WDL best practice guidelines

Input and output files are the central construct of orchestrating high-performance data parallel analysis workflows for the underlying computing and storage infrastructure. When writing your WDL workflow scripts, we require certain guidelines and best practices, particularly File-typed input and output variables, to enable scalable workload-driven process automation and production on the SeqsLab platform, while reducing the unnecessary complex workflow design and ensuring the integrity of workflow execution.

Input and output files

All the variables of input and output files and directories use the File type, which allows SeqsLab to automatically identify workflow and task variables for linking datasets between the local filesystem and cloud storage, and applying dynamic data parallel processing automation.

Compound types with File-typed variables

Use the Array compound type to represent a list of input files or nested input files, e.g., Array[File] or Array[Array[File]]. The SeqsLab workflow execution service does not currently support File-typed variables declared in other compound types, such as Map, Pair, Object, and Struct.

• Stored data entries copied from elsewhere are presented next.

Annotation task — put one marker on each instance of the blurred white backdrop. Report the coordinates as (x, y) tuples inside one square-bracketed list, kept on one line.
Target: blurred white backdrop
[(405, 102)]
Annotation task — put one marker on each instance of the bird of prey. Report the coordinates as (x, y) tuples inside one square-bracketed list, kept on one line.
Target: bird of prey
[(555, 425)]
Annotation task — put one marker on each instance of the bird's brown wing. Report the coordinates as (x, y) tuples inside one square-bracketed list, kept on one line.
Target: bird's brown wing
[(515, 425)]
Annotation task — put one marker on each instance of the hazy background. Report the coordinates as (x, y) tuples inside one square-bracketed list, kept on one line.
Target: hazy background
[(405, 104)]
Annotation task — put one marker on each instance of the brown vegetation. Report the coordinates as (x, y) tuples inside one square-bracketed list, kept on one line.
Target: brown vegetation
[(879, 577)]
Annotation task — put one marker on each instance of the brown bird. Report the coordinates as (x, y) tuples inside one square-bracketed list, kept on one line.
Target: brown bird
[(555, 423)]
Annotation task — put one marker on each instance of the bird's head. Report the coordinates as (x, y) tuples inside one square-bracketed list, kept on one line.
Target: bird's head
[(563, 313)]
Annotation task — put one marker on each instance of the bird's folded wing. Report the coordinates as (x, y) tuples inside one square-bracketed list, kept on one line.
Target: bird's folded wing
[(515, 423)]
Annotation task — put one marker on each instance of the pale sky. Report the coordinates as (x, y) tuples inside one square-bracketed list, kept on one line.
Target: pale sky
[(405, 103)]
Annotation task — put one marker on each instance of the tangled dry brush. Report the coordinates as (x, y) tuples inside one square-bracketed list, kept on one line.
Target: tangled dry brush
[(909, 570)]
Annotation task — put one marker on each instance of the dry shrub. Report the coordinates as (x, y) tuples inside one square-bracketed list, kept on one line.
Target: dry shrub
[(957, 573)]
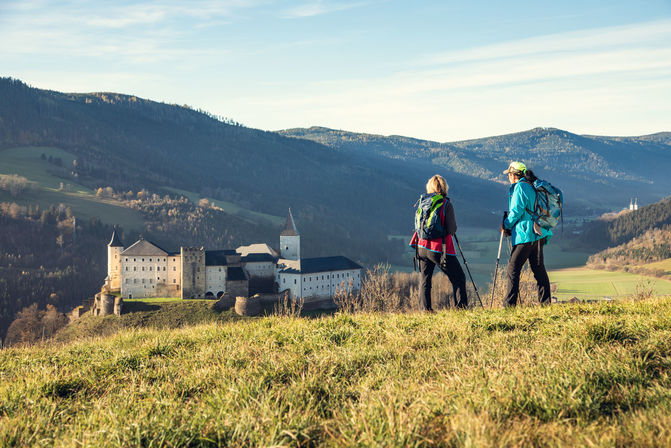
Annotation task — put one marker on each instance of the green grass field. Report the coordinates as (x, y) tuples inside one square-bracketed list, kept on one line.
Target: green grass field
[(26, 162), (591, 283), (565, 375), (232, 208)]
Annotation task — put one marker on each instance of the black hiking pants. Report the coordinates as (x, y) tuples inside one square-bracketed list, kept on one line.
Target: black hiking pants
[(428, 260), (519, 255)]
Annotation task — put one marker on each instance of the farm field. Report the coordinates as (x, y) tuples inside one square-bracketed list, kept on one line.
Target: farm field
[(592, 283), (231, 208), (26, 162), (565, 375)]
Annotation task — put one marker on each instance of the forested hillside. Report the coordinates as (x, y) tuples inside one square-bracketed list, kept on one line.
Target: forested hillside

Command standard output and error

SeqsLab automatically logs all command outputs for stdout and stderr, and stores them in the given storage infrastructure (e.g., your Azure Blob Storage account) for audit trail purposes. As such, there is no need to explicitly define this in the command outputs. As for the requirements of workflow integrity and reproducibility, we do not recommend relying on the command standard output or error messages in your WDL workflow execution.

Nested scatter calls

Since SeqsLab provides implicit and dynamic data parallel processing (file data partitioning), it eliminates the complexity of parallelizing your workloads at WDL scripts. It renders designing scatter calls and manual data partitioning unnecessary, thereby improving readability and performance. We recommend that you use scatter call block ONLY for running the same subworkflow or task on multiple input files (e.g. FASTQ or BAM files) in parallel, and to avoid using nested scatter blocks (i.e., scatter block in another scatter block) in the same workflow.

In the following example, a scatter block for partitioning a BAM file is nested in a scatter block for parallelizing the processing of multiple FASTQ input files.

scatter (idx in range(length(inputFastqs))) {
  Array[File] reads = inputFastqs[idx]
  
  call BwaMem {
    input:
      readR1 = reads[0],
      readR2 = reads[1],
      refFa = refFa
  }

  call PartitionBam {
    input:
      partitionBed = WgsCallableRegions,
      inputBam = BwaMem.outputBam
  }
  
  scatter (inputBam in PartitionBam.outputBam) {
    call VariantCalling {
      input:
        inputBam = inputBam,
        refFa = refFa
    }
  }
  
  call MergeVcfs {
    input:
      inputVcfs = VariantCalling.outputVcf
  }
}

With SeqsLab implicit and dynamic data parallel processing, you can simplify your WDL script by eliminating the extra effort of designing and writing scatter-gather pipelines to improve the overall workflow performance. The following is an example of how to do this.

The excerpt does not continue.